Sunday, March 15, 2009

Why Would Anyone Bother to Cooperate?

In his new book, Free Riding, Richard Tuck challenges long-standing views about social cooperation.  Free riding, as most people know, involves decisions that many of us make not to get involved in group efforts because we can see that the outcome will probably be the same whether or not we participate,  and we will reap the benefits in any case. 

"Why bring something to the pot-luck supper?  The others will bring more than enough and I'll get plenty to eat." This is how a supposedly rational or self-interested individual is supposed to tote up gains and losses (to them) and make intelligent judgments about what to do. Tuck thinks otherwise.  He says, (that at least historically) most people have felt a moral compulsion to cooperate (regardless of what others might do).  They cooperate because it's the right thing to do.  In addition, by acting cooperatively they can take credit for helping to make something good happen. 

Free riding leads to what is generally known as the "tragedy of the commons." The tragedy arises when everyone decides it is not in their best interest to take care of a common resource, so no one does, and they all suffer.  This analysis has led many observers to conclude that the only way to get people to cooperate (i.e. to do "what they ought to do") when their collective well-being depends on it, is to coerce the appropriate behavior. More recent analysts, however, including Elinor Ostrom (Managing the Commons), have documented numerous instances of successful voluntary efforts to manage common pool resources.  Ostrom's work suggests that the tendency to "free ride" isn't as widespread as some people think. Tuck offers an elaborate philosophical explanation for why relatively current notions of (self-interested) rationality have taken us in the wrong direction. He suggests that for many centuries " the idea that we should not collaborate where the outcomes would clearly be beneficial to all of us" was "very far-fetched."  Tuck's point is that cooperation is often in our self-interest, even when our contribution might be negligible and even if we will share in the benefits if others take all the responsibility. I would argue that contributing to a group effort is not just the moral thing to do (the 18th and 19th century view) , it is actually the rational thing to do when we think about the long-term benefits (to us) as well as the long-term losses (to us)  if everyone chooses to free-ride.  We don't need a coercive government to help us see that.  So, I think there is a utilitarian or instrumental argument against free riding, and the economists have, indeed, got us headed in the wrong direction. 

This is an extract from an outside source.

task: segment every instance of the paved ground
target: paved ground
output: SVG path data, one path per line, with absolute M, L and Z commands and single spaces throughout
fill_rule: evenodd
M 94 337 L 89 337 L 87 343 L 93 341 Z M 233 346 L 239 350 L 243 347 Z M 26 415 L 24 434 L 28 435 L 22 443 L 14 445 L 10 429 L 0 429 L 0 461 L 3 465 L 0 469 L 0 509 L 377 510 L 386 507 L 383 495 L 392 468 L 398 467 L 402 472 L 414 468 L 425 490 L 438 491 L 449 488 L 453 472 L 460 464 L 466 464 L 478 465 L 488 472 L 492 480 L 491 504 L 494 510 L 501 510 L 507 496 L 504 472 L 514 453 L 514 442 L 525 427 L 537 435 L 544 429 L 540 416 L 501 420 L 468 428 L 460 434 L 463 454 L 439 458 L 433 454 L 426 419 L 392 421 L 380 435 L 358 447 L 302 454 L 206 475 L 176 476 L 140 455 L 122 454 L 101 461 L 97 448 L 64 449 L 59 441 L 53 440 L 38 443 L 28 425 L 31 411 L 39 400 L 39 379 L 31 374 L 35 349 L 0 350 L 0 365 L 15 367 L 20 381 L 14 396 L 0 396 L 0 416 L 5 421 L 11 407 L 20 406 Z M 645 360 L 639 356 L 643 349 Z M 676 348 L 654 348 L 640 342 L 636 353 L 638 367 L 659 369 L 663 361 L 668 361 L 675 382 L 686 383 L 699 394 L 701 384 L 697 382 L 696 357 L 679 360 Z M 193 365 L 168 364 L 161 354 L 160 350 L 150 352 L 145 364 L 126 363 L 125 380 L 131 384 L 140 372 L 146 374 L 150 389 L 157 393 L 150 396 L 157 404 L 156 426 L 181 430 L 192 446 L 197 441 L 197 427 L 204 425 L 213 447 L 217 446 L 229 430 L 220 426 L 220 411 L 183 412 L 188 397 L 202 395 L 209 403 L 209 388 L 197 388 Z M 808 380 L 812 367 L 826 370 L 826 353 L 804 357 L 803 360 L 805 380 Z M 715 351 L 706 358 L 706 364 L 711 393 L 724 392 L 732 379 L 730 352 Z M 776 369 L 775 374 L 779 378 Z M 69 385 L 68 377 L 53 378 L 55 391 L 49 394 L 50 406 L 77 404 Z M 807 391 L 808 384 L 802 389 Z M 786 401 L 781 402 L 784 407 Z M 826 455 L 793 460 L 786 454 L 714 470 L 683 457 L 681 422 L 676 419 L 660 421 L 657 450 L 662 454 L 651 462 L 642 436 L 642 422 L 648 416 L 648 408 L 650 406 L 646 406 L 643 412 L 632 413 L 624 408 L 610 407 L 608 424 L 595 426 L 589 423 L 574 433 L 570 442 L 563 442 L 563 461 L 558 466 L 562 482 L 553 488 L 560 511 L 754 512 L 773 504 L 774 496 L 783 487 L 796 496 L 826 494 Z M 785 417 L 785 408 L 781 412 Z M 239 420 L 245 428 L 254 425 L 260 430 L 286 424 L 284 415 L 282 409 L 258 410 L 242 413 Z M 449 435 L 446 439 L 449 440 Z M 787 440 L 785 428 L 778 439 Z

Consensus building efforts in the public arena depend on voluntary cooperation on the part of a great many stakeholders. It is not always easy to explain at the outset why being part of a collaborative policy-making or problem-solving effort will produce a "better" outcome (for everyone involved). Nevertheless, that is the argument we try to make.  Some officials seek to "sell" cooperation entirely in terms of the responsibilities of citizenship, in much the same way they argue that everyone should exercise their right to vote.  In general, though, I think we can make a strong case for cooperating in self-interested terms as well.  "You should be part of the upcoming effort to figure out how your community is going to grow and develop.  If you don't get involved, others may take the town in directions that erode your property values and alter the way of life that keeps you here."  That argument only carries weight, though, when those being asked to get involved think that the officials will listen to them.  The key to that, in my view, is the choice of the decision rule that the participatory effort employs.  

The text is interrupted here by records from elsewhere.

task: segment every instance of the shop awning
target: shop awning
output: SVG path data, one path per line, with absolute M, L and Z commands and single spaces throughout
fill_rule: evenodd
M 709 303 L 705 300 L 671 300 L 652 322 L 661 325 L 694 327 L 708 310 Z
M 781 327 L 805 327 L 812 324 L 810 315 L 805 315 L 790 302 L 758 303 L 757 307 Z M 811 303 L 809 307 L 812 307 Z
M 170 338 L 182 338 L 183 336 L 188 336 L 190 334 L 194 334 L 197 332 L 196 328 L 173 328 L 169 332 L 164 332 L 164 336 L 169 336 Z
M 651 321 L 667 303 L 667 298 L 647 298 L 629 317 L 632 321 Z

If a group decides to vote on every decision and let the majority rule, then anyone with a distinctly minority point of view is sure to feel that there impact will be negligible.  That's why a commitment to a consensus building approach -- one in which groups "seek unanimity but settle for overwhelming agreement" is so much more likely to attract the full range of stakeholders. Parties say to themselves, "They'll have to listen to me.  They'll have to find a way to meet my wishes as well as everyone else's, or they won't be able to take any action at all."  

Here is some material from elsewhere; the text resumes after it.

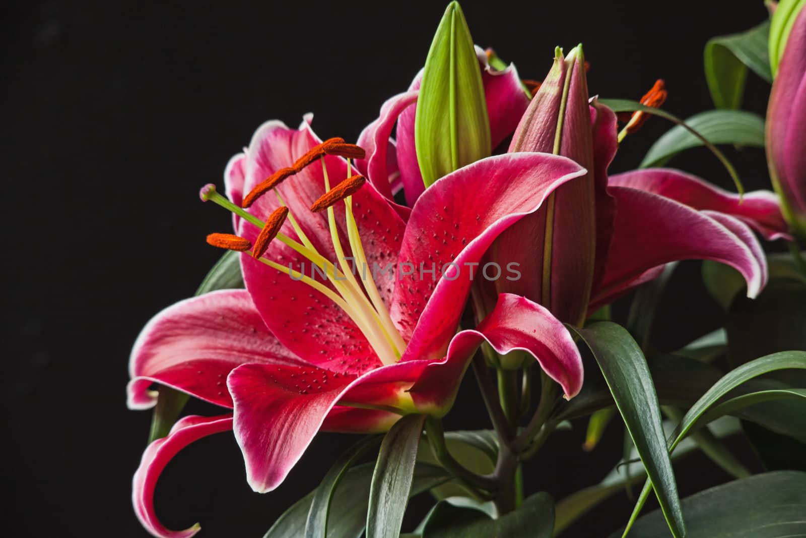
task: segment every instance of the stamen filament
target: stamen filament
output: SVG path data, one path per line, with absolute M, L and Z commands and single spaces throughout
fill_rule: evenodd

People cooperate for three reasons: (1)  because they see what will happen to them if everyone chooses to free-ride; (2) its the moral thing to do; and (3) they want to be able to shape decisions and affect outcomes.

1 Comment:

John FW said...

Thanks, Larry, for a very helpful post. You make the argument so well against the assumptions of the Tragedy of the Commons view. Ostrom's book has long been a favorite of mine - along with an older study by Maass and Anderson on cooperative land management in Spain and the western US. There are many cultures where cooperation is intrinsic to the value system.

Even though cooperative traditions are strong in many western states among ranchers and farmers, individual property rights are even stronger when it comes to dealing with outsiders. And consensus building processes - apart from those used in local traditions - usually stem from proposals by outside interests to change the use of essential resources. They seem threatening because they do not arise from within the local culture. Even though consensus projects aim at cooperation, the local culture may see them as intrusive by definition. The other stakeholders simply aren't a recognized part of the community, and trust in a process involving them would have to develop slowly.

Since opposition by some groups has cultural and community roots, rational arguments appealing to basic interests may not be very persuasive. In my experience it takes leadership from within the community to take the first step.